Hayat pahalı deyince; insan hayatının pahalı olduğunu mu anladık... Hayıır o en ucuzu olan ne yazık ki!
Enflasyon, fiyat artışı ve hayat pahalılığı aynı anlama geliyormuş gibi görünseler de çok farklı kavramlar aslında.
Evet, hayat pahalı, yani yüksek enflasyon sonucu, zorunlu tüketim maddeleri başta olmak üzere her şey alım gücünün çok üstünde fiyatlara ulaştı.
Haksızlık da etmemek lazım, yat ve pırlanta takılarının vergiden muaf oluşunu unutmayalım, yatta tüketilen yakıtın çok ucuz olduğunu da...

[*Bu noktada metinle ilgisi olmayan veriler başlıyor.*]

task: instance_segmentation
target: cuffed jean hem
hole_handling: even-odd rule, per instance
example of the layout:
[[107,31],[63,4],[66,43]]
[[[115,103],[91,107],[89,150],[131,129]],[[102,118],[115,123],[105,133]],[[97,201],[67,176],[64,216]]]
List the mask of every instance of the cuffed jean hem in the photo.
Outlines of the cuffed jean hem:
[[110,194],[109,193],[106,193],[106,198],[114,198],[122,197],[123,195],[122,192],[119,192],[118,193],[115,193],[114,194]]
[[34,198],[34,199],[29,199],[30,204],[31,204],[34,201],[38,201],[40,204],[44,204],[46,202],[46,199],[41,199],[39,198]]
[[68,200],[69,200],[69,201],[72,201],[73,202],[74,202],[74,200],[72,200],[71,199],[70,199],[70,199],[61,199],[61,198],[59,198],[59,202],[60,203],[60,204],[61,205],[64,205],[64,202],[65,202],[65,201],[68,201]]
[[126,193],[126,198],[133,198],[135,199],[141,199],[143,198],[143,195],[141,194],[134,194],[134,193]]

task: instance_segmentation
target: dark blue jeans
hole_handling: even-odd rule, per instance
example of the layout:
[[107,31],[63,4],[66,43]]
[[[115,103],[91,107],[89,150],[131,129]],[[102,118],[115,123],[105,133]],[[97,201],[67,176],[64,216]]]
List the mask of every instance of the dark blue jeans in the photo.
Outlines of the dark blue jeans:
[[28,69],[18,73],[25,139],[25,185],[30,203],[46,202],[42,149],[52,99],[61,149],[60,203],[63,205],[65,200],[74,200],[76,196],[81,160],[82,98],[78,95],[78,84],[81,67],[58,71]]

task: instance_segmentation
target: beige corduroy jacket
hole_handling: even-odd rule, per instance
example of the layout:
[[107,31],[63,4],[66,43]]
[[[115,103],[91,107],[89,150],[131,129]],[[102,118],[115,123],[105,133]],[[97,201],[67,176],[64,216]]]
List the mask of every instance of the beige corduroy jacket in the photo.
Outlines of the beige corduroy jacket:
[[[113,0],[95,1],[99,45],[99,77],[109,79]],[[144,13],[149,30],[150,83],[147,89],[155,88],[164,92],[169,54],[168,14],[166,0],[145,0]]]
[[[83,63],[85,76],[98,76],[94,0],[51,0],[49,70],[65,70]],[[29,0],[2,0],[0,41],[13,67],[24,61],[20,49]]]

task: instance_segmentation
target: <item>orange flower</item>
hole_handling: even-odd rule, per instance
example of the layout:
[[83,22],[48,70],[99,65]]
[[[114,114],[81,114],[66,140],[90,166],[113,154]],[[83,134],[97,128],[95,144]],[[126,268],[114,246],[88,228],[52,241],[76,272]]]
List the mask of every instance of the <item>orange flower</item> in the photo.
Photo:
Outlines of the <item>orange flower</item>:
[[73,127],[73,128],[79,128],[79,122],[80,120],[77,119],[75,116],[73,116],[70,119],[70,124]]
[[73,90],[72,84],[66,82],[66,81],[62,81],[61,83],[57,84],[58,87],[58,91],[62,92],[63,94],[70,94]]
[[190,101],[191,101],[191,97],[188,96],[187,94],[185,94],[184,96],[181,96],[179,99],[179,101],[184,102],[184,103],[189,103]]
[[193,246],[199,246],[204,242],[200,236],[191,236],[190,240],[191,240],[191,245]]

Yıllar yıllar önce annelerin çoğu ev hanımı iken, yani ailede çalışan tek kişinin baba olduğu yıllarda, çok ciddi ekonomik sıkıntı çekmeden geçinip giderlermiş üç çocuklu olmalarına rağmen.. İşte bu yüzden belki de Babaya “evin reisi” deniliyor.

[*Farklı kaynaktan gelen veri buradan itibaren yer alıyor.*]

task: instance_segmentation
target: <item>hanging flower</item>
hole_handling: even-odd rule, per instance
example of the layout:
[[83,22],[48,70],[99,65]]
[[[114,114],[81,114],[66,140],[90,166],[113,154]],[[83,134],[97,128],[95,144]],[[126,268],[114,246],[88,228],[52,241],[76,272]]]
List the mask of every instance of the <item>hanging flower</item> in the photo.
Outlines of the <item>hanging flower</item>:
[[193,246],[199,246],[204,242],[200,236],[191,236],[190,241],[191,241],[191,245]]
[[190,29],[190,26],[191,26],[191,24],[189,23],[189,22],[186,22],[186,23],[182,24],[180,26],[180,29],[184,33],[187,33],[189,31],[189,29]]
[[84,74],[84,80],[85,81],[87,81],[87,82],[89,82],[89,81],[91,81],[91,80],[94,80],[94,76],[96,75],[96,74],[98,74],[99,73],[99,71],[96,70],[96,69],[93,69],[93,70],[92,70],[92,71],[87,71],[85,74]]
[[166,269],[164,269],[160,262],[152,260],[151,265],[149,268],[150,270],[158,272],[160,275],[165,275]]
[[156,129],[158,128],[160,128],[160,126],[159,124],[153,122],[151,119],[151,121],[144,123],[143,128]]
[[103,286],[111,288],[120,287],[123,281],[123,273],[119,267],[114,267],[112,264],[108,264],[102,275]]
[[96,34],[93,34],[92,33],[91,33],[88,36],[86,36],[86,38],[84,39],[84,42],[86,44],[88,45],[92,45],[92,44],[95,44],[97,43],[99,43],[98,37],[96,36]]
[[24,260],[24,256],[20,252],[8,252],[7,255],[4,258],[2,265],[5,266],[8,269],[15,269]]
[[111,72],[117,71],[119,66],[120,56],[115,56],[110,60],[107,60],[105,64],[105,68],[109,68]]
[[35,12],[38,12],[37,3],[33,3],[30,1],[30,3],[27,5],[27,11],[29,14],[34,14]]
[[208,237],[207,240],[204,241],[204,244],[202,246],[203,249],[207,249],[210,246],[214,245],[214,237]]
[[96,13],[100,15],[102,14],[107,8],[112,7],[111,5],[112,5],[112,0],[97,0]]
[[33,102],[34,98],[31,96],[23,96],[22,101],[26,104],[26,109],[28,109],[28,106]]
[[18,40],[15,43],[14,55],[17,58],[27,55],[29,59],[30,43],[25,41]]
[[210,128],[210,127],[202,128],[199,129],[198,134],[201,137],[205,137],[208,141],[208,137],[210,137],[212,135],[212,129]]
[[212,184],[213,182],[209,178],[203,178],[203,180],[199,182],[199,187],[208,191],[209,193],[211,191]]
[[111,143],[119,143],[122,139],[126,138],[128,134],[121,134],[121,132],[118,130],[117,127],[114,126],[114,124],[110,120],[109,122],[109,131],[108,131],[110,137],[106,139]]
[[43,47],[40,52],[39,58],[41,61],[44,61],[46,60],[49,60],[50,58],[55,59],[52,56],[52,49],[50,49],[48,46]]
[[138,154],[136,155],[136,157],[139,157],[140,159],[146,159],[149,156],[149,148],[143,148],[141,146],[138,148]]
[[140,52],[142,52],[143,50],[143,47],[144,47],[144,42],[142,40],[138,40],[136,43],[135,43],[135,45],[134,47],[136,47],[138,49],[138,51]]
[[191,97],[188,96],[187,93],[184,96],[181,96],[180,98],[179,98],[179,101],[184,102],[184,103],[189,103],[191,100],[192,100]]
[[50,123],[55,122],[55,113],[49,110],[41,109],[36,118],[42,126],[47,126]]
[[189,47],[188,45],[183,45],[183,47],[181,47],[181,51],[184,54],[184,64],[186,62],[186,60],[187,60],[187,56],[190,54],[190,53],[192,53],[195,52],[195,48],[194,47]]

Günümüzde eşlerin her ikisi de çalışıyor ve tek çocuklu olmalarına rağmen ekonomik sıkıntı yaşadıklarını görüyoruz.
Hele ki son bir kaç aydır uçup giden ev fiyatları, kira bedelleri..
İki maaş değil, bir ailenin üç - beş maaş da geçse ellerine, bir de kiracı iseler geçinmeleri çok zor. Alınan maaşın ele geçtiği ilk günden itibaren hızla tükenmesi şaşırtmıyor ama üzüyor.
Herkeste kredi kartı ya da nakit çekilen kredi borcu illa ki var. Değilse bu çark başka türlü dönmüyor.
Hatta bunun da ötesinde, çekilen eski kredi borcunu, yeni bir borç ile ödeyerek, o katmerli faiz sarmalında geçiniyor çoğu aileler.
Madden geçinmek zor olmakla beraber, manen de geçinmek günden güne zorlaşıyor. Sabit ve düşük gelirliler pahalılığa karşı koyamıyor. Bunların da yansımasıyla, öfke kontrolsüz, sabır ve hoşgörüden uzak, hemen kavgaya hazır bir toplum olduk... Yani insanlarımız birbirleriyle de geçinemiyor.
Aile içi geçinememek, anlaşmazlıklar, sosyal hayattaki kargaşa ve kaos insanları gergin hale getirdi.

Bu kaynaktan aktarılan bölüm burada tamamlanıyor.